San Luis has become the new home of an Arizona Winter League independent professional baseball franchise, the San Luis Atleticos, which began play in January 2009. The team represents not only their home city, but Mexico as well.

==Government==
The city of San Luis uses a Council-Manager form of government, where the seven-member council appoints a city manager, city attorney, city engineer, city magistrate, chief of police and fire chief. The mayor is Nieves Riedel, and the city manager is Jenny Torres.

From 1996 to 2006, the city was in a plagued by a wave of recalls. The City had six different mayors in a 10-year period and went through almost two dozen council members during that time.
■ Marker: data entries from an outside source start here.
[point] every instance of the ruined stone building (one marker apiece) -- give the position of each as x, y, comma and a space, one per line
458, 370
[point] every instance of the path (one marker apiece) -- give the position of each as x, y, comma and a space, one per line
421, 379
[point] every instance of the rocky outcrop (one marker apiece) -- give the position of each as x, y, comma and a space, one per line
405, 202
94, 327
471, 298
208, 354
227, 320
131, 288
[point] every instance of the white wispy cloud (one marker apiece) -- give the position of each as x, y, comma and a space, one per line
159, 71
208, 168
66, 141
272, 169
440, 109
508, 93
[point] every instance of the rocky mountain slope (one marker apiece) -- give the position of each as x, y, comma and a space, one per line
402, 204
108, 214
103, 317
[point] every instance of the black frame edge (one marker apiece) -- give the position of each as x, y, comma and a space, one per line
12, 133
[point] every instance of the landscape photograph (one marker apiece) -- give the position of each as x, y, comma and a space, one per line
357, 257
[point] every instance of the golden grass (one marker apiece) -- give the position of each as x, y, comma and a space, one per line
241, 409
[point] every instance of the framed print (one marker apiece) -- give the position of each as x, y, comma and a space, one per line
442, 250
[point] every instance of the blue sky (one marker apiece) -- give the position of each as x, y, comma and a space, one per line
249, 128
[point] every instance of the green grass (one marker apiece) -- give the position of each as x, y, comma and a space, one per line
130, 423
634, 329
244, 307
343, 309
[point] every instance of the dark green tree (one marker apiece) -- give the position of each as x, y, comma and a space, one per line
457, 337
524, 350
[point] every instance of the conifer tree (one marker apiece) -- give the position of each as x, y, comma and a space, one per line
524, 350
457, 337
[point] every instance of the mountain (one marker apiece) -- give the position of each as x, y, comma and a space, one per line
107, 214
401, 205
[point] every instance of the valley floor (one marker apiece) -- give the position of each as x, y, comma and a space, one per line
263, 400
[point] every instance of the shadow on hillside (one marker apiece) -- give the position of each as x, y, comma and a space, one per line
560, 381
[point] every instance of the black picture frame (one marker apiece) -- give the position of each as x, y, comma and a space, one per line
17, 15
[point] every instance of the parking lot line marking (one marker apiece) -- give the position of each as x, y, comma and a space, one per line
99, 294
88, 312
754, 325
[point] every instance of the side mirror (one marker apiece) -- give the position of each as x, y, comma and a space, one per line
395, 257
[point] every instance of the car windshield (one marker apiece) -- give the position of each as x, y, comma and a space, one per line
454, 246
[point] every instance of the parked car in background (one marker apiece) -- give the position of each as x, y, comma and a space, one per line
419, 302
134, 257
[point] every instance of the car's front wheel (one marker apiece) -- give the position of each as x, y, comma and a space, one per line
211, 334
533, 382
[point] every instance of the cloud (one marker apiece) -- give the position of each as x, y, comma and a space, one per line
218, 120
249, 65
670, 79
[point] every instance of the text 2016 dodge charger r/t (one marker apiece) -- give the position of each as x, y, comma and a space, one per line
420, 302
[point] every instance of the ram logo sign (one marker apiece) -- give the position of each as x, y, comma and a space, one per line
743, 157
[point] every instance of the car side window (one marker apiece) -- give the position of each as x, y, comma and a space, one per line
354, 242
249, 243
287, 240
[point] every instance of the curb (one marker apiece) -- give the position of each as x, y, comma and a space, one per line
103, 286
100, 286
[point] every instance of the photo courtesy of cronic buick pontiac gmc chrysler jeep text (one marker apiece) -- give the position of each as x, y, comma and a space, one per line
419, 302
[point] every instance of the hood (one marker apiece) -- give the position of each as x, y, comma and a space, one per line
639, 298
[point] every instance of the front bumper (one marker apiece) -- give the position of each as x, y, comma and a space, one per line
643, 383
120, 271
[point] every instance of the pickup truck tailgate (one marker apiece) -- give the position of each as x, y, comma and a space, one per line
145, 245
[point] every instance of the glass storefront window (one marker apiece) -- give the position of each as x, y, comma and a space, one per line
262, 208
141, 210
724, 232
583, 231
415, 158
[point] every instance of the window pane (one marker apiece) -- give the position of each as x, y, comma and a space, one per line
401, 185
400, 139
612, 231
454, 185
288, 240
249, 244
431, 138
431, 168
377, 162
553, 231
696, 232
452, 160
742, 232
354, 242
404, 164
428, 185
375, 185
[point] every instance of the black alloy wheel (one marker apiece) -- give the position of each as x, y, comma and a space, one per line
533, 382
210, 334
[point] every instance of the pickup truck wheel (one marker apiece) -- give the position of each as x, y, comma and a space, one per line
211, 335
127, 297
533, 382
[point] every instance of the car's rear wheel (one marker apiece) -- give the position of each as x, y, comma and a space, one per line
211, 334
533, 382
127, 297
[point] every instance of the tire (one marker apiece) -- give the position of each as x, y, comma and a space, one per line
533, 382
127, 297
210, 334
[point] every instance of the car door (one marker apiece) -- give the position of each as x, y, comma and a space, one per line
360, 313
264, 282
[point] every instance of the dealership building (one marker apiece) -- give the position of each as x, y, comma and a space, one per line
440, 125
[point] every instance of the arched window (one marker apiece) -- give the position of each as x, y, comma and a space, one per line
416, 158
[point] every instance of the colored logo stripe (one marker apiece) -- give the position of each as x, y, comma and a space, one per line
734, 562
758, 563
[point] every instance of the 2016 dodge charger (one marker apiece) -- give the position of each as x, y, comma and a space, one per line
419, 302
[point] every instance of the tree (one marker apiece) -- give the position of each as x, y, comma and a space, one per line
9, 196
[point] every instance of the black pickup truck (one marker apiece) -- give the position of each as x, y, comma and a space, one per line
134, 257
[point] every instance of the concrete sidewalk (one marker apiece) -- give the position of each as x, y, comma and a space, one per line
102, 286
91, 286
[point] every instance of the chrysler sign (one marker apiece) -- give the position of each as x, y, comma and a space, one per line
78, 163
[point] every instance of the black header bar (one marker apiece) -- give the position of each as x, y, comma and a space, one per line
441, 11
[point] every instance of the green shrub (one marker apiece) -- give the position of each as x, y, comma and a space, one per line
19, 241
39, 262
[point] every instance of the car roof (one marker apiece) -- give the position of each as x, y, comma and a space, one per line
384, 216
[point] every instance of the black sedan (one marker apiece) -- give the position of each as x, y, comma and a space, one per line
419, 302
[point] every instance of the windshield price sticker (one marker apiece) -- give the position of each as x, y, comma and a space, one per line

In January 2012, the city made national news when Alejandrina Cabrera, a city council candidate, was banned from running for office because it was claimed that she was not proficient enough in English. Yuma County Superior Judge John Nelson issued an order on January 25 stating that Cabrera's name be stricken from the ballot. Mayor Juan Carlos Escamilla had filed a lawsuit requesting that the court determine Cabrera's qualification to run for office based on her English skills. Cabrera had previously launched two unsuccessful recall campaigns against Escamilla, after the council raised utility rates. She claimed that the lawsuit was politically motivated. The issue was of national importance because it was reminiscent of Jim Crow Laws enacted in the southern United States between 1876 and 1965.

==Education==
===Public schools===
Gadsden Elementary School District:

- Arizona Desert Elementary School
- Cesar Chavez Elementary School
- Desert View Elementary School
- Ed Pastor Elementary
- Gadsden Elementary School
- Rio Colorado Elementary School
- San Luis Middle School
- Southwest Junior High School

Somerton Elementary School District:
- Sun Valley Elementary School

Yuma Union High School District:
- San Luis High School

PPEP TEC High Schools:
- Cesar Chavez Learning Center

===Private schools===
Harvest Preparatory Academy, a private elementary school, is located in San Luis.

===Higher education===
Arizona Western College operates a campus in San Luis.

==Media==
===Newspapers===
- Bajo el Sol is a weekly newspaper
- San Luis AZ News, a local weekly.

==Infrastructure==
===Transportation===
San Luis is served by Yuma County Area Transit, which connects with Greyhound Lines in Yuma.

U.S. Route 95 connects the city to Yuma, as does Arizona State Route 195. The San Luis Port of Entry and the San Luis II Port of Entry for trucks and commercial vehicles connect the town to San Luis Río Colorado, Sonora, Mexico.